How to view dataset files

$ gradient datasets files list --id=dst364npcw6ccok:fo5rp4m
+-----------+------+
| Name | Size |
+-----------+------+
| hello.txt | 12 |
+-----------+------+

Storage providers

Storage providers are a way to connect various storage resources to Gradient. Once connected this storage can be used to store and access data for use in Gradient, such as models, artifacts, and datasets.

How storage providers work

Gradient uses storage providers with versioned data to ensure that your data is verified and immutable. Gradient will create a folder with the same name as your Paperspace team ID within the storage provider. Gradient storage providers do not provide general S3 capabilities through the storage provider interface. However if you define additional storage providers, you can use the tools compatible with your storage provider to interact with the data stored by Gradient.

Gradient Managed Storage Provider

Your Gradient account automatically comes with a storage provider named Gradient Managed. This storage provider can be used without additional configuration, for storing data in Gradient's hosted s3 compatible object storage.

Gradient Managed storage has a default persistent storage quota, based on your Gradient subscription level, which can be used for no additional charges. After the default quota is consumed you may need to upgrade your subscription plan to have access to more. See your Gradient Subscription plan details for more info.

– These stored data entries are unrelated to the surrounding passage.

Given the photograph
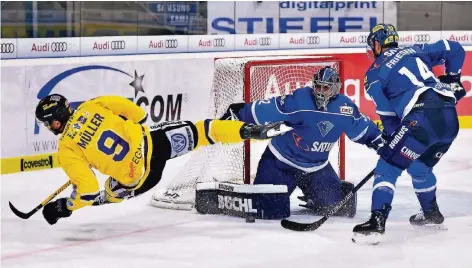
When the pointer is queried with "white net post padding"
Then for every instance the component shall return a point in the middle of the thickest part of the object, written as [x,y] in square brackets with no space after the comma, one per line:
[238,80]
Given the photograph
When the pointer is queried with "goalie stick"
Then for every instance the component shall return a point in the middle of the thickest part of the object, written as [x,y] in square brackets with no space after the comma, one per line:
[29,214]
[297,226]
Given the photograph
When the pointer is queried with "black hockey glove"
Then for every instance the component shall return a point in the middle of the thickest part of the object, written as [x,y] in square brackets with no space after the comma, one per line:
[232,111]
[454,80]
[378,142]
[55,210]
[262,132]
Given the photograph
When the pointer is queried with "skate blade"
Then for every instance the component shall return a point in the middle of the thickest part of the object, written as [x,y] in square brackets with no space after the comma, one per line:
[367,239]
[434,227]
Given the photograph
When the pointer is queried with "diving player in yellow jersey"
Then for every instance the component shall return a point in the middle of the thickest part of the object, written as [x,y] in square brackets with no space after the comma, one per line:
[106,134]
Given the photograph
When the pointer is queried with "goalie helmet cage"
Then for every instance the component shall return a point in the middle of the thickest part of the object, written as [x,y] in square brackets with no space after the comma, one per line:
[244,80]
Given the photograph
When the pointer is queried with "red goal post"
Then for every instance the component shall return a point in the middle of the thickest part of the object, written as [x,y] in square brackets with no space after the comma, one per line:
[238,80]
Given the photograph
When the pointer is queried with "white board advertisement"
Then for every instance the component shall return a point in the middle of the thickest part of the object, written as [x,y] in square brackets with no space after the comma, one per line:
[249,17]
[13,112]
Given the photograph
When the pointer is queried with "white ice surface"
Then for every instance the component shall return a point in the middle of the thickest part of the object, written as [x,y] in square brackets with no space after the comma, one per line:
[133,234]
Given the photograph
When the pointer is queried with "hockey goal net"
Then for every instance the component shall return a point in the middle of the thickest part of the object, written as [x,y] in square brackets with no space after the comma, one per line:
[238,80]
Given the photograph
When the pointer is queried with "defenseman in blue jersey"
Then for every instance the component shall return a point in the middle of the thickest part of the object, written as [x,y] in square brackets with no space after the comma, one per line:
[318,116]
[418,113]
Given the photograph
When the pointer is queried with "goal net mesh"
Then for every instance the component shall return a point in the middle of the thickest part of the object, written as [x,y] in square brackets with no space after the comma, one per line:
[238,80]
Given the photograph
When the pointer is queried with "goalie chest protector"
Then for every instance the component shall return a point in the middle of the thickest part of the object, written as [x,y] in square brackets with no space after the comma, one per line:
[266,201]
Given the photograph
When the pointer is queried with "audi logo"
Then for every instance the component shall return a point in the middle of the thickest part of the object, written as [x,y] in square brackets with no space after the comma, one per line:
[219,42]
[363,39]
[58,46]
[118,45]
[172,43]
[265,41]
[8,48]
[422,37]
[313,40]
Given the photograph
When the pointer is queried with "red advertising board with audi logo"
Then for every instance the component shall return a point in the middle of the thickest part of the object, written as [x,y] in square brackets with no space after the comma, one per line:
[128,45]
[48,47]
[355,66]
[206,43]
[162,44]
[113,45]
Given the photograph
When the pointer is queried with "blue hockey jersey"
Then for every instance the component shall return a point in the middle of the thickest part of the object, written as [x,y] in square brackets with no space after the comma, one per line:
[398,77]
[315,132]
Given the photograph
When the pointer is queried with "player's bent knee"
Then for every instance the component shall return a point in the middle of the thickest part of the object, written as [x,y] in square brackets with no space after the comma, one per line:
[240,200]
[419,169]
[117,192]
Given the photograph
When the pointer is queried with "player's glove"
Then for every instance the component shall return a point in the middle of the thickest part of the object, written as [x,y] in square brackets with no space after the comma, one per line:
[55,210]
[378,142]
[454,80]
[261,132]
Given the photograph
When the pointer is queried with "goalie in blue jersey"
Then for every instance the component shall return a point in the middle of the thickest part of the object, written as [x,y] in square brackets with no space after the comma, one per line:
[420,119]
[318,116]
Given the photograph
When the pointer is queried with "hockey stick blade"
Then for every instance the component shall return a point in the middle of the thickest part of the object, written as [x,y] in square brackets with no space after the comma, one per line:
[297,226]
[21,214]
[32,212]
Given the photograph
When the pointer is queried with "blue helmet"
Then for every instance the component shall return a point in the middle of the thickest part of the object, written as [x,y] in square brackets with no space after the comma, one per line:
[326,86]
[385,34]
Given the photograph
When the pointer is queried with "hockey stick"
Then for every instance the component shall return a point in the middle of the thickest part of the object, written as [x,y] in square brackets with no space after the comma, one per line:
[29,214]
[297,226]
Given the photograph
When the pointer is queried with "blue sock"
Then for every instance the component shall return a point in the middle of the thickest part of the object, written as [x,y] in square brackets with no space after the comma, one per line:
[384,184]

Setting up additional Storage Providers

Choose a public storage provider, such as DigitalOcean Spaces, AWS S3, Google GCS, minio, or similar. Currently Gradient supports these types of storage providers:

Supported types:

  • DigitalOcean Spaces
  • AWS S3
  • S3-compatible

Define a storage bucket

Create a bucket within your storage provider, and a set of read/write credentials for accessing the data (usually an access key and secret key). Note the bucket name, and endpoint url, as well as access key and secret key.

For DigitalOcean Spaces, you can navigate to the DigitalOcean Spaces page and create a new space in the desired region.

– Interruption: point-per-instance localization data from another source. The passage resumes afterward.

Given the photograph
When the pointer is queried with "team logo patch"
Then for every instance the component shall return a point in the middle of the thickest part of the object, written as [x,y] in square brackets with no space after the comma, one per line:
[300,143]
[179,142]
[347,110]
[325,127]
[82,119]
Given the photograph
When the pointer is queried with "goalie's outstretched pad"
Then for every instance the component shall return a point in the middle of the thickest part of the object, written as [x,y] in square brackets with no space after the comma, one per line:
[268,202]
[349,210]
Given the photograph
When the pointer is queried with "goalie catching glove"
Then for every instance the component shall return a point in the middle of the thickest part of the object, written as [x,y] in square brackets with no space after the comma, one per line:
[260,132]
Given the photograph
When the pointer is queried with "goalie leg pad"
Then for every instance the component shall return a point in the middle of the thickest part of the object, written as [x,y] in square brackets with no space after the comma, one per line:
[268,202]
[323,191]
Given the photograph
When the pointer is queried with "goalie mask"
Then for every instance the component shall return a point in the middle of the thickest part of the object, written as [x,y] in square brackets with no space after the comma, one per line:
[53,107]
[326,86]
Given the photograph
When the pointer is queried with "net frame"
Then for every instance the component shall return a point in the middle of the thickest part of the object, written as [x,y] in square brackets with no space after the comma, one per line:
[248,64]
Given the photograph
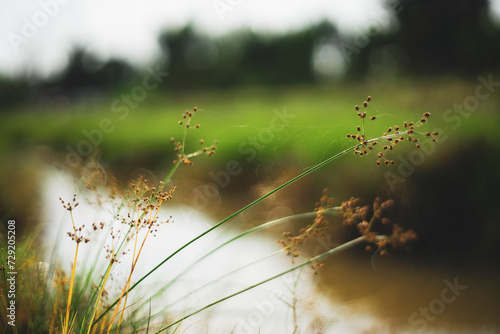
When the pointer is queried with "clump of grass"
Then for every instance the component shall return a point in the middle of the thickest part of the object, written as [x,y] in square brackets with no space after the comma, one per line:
[138,207]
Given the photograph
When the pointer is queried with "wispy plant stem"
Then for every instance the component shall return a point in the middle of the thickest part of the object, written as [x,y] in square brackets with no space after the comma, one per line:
[340,248]
[303,174]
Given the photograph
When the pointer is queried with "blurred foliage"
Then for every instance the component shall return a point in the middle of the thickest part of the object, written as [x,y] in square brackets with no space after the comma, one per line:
[422,38]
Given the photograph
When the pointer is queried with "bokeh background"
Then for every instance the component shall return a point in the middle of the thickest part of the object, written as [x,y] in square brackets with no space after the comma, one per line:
[118,75]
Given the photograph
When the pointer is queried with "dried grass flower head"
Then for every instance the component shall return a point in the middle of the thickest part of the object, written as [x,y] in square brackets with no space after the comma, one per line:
[179,149]
[407,132]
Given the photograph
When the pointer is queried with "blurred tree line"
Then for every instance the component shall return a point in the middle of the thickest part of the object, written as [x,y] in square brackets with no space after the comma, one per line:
[426,38]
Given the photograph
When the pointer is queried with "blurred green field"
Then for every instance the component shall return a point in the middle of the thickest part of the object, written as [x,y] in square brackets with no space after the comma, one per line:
[320,118]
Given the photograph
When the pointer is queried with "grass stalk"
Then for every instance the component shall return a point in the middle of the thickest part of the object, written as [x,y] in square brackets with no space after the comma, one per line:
[335,250]
[248,206]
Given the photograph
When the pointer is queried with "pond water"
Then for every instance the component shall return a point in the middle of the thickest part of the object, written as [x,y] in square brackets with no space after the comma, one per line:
[349,297]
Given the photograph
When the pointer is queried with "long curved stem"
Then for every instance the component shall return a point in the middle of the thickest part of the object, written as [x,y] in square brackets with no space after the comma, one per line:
[316,258]
[248,206]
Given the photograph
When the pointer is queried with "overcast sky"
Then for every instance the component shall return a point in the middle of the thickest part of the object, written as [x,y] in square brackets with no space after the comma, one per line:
[36,36]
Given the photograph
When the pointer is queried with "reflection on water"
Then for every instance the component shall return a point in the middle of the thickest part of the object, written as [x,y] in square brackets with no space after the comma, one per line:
[354,294]
[183,285]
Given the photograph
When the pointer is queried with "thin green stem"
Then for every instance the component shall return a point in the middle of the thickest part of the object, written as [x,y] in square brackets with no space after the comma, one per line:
[337,249]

Once created, you can navigate to the Spaces Keys page to create a new access key pair.

Configure your storage bucket

By default, CORS is automatically configured for any DigitalOcean spaces integration to be seamlessly used by Gradient. If you are using a different storage provider, you may need to configure CORS rules for your bucket.

If you need to modify your CORS config, you can navigate to the Settings tab under your spaces bucket.

Add a Storage Provider

A Storage Provider can be created on your team's settings page.

Note: The "AccessKey" and "SecretAccessKey" can be obtained from the Spaces Keys page within the DigitalOcean console.

Public datasets

A number of public datasets are available out of the box for use in Gradient

How to use public datasets

A read-only collection of sample datasets datasets are provided for free for use within Gradient.

  • For Notebooks, they are available in the directory /datasets, e.g., /datasets/mnist.
  • For Workflows, they are in the Gradient namespace, e.g., in YAML, ref: gradient/mnist.

List of Public Datasets

Name & PathDescription

Fast.ai

/datasets/fastai/

ref: gradient/fastai

Paperspace's Fast.ai template is built for getting up and running with the enormously popular Fast.ai online MOOC called Practical Deep Learning for Coders.

Source: https://registry.opendata.aws/ (previously http://files.fast.ai/data/ )

LSUN

/datasets/lsun/

ref: gradient/lsun

Contains around one million labeled images for each of 10 scene categories and 20 object categories.


Source: http://www.yf.io/p/lsun

(was http://lsun.cs.princeton.edu/2017; link no longer active)

MNIST

/datasets/mnist/

ref: gradient/mnist

The MNIST database of handwritten digits, available from this page, has a training set of 60,000 examples, and a test set of 10,000 examples


Source: http://yann.lecun.com/exdb/mnist/

COCO

/datasets/coco

ref: gradient/coco

COCO is a large-scale object detection, segmentation, and captioning dataset.


Source: http://cocodataset.org/

OpenSLR

/datasets/openslr

ref: gradient/openslr

Open Speech and Language Resources. This is dataset number 12, the LibriSpeech ASR corpus.


Source: https://www.openslr.org/resources.php

Tiny-imagenet-200

/datasets/tiny-imagenet-200

ref: gradient/tiny-imagenet-200

A subset of the ImageNET dataset created by the Stanford CS231n course. It spans 200 image classes with 500 training examples per class. It also has 50 validation and 50 test examples per class.


Source: http://cs231n.stanford.edu/tiny-imagenet-200.zip